Launched back in 1999, this website had a groundbreaking idea. Users could share audio files, usually ripped from CDs. This turned the website into an extensive library of digital audio available for download. Users could search for a music track by song name or artist. 

The problem with Napster is that it was technically illegal, considered another form of music piracy. The site was eventually shut down due to lawsuits from record labels claiming that Napster was guilty of copyright infringement. 

The lawsuit did bring publicity to the website and increased traffic. However, they were ordered to shut down their operations unless they could give a 100% guarantee that no copyrighted material would be shared.

Spotify on the other hand decided to work with the music industry instead of against it. They provided a legal means for users to listen to copyright-protected music.


When Spotify was launched, its primary focus was music. Podcasts were available online since 2000, but have yet to reach widespread popularity. They could be downloaded in many different ways, through iTunes, or directly from podcast websites. 

Spotify only started distributing podcasts in 2018. This was a smart move, given the increasing numbers of podcast listeners in the US and around the world. By diversifying their audio streaming content, they were able to attract more users to their platform. 

Joe Rogan

Fans of standup comedian and MMA commentator Joe Rogan probably already know he has a highly successful podcast (Joe Rogan Experience). In fact, he has been often called one of the podcast giants.

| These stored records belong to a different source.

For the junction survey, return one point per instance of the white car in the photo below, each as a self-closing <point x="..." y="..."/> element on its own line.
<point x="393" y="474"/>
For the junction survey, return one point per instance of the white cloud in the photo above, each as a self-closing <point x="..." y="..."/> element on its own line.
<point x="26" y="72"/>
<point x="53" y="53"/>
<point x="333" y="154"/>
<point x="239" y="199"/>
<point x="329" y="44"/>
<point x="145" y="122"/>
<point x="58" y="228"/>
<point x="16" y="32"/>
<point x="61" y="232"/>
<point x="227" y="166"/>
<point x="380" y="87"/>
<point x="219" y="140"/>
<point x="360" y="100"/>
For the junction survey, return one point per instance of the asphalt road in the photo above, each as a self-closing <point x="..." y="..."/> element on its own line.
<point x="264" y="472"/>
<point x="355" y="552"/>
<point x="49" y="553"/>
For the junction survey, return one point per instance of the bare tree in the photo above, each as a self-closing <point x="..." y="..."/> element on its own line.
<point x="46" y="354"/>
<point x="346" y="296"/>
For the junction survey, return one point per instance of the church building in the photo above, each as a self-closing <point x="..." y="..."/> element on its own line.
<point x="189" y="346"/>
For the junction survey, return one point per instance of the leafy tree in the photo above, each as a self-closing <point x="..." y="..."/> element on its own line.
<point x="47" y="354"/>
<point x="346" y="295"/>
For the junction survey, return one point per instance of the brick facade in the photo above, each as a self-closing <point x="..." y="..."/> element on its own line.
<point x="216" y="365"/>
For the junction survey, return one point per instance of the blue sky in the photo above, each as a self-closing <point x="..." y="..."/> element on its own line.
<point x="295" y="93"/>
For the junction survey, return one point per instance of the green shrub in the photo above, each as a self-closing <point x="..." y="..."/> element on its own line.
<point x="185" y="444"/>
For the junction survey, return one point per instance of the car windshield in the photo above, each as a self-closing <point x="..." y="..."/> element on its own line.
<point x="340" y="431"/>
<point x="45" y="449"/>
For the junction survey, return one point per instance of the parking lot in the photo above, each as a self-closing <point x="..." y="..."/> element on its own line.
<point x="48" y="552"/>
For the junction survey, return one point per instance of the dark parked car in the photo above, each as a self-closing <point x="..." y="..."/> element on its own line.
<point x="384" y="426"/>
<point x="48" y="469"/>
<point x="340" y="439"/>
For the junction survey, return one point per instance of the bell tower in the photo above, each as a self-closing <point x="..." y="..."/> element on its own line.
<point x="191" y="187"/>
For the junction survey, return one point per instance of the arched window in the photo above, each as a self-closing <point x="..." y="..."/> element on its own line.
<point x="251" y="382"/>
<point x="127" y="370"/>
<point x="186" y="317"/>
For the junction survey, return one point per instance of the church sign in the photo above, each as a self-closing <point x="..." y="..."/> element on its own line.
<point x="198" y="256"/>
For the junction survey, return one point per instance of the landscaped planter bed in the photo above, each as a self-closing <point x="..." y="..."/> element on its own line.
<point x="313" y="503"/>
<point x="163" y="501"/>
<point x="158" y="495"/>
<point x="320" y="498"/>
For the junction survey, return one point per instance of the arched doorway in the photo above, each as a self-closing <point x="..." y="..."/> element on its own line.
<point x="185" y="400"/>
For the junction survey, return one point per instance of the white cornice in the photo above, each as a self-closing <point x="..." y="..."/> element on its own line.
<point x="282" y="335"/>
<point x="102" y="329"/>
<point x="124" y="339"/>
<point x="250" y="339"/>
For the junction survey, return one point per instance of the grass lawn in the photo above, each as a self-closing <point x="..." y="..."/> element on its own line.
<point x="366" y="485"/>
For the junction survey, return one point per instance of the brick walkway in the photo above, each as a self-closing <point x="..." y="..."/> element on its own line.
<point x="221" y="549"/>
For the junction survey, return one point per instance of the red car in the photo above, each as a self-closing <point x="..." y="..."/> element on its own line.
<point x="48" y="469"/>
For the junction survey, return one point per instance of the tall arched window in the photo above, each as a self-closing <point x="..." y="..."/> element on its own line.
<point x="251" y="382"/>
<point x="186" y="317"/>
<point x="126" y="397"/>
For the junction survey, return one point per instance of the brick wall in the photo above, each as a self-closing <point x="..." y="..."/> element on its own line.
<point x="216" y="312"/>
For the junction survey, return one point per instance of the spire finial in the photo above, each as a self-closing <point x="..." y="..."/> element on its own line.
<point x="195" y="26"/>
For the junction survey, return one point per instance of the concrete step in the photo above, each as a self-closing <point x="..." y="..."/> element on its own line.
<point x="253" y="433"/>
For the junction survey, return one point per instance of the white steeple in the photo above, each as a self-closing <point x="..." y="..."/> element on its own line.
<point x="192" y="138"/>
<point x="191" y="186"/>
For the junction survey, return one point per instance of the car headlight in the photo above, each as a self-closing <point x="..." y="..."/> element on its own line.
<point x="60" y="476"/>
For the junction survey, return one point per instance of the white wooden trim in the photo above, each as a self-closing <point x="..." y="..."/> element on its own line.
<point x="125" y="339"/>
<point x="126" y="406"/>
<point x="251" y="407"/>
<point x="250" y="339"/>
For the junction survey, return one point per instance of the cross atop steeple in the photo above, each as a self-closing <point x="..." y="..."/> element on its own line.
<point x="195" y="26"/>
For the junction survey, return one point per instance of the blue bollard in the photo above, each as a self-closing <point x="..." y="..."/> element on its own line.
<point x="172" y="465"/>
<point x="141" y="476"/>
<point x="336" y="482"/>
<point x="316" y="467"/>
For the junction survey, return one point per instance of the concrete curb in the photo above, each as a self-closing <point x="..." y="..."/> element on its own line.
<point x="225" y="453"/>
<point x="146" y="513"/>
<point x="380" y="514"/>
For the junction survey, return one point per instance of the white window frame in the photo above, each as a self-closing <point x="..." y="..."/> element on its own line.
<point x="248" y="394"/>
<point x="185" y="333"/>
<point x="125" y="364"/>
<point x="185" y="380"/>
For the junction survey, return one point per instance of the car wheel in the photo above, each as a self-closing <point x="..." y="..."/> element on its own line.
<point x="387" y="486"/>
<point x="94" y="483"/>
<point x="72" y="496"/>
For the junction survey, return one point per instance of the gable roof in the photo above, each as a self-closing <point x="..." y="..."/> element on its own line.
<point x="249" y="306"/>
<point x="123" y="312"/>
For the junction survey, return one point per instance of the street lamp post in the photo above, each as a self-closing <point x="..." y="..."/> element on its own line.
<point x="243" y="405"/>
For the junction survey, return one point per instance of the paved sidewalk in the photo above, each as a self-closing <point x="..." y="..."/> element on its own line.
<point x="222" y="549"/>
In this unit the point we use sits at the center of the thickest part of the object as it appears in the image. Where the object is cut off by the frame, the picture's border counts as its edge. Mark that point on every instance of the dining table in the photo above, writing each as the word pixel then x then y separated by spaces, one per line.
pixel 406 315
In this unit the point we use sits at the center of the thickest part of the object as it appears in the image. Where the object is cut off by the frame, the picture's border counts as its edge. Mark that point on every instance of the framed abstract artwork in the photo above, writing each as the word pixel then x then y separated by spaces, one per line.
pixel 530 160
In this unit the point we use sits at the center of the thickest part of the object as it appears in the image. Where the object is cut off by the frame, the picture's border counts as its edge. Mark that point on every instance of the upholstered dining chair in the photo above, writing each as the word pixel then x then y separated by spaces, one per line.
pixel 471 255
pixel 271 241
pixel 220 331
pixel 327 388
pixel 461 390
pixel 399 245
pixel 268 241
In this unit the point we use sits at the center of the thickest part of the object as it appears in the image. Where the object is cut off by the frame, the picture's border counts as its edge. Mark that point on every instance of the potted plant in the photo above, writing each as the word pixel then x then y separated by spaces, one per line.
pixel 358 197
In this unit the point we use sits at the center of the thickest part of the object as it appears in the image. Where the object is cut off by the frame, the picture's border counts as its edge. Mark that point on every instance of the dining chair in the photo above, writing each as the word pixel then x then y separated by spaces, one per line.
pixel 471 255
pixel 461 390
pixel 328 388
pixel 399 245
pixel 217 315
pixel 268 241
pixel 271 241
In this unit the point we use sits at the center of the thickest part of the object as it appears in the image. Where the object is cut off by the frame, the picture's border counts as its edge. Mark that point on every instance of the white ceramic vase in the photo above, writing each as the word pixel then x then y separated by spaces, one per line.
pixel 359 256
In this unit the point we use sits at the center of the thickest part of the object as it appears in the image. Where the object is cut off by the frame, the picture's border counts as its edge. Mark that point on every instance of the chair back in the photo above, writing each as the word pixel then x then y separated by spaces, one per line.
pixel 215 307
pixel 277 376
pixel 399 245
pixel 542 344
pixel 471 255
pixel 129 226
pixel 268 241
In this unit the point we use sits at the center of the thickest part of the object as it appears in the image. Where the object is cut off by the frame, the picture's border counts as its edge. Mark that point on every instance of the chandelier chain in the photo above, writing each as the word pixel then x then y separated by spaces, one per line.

Starting in 2003, his podcast has come a long way from its initial haphazard format. Reports found that he has 11 million individual downloads by 2015. He started recording his podcast in a private studio and continues to host guests from all different backgrounds. 

What does this have to do with Spotify? They made Joe Rogan an offer which apparently, he couldn’t refuse. Spotify now owns exclusive rights to the JRE podcast, which not only brought millions of new listeners to the platform but also podcasters. 

By identifying the market’s needs, and a series of smart moves, Spotify was able to reserve a seat as a global market leader in audio streaming.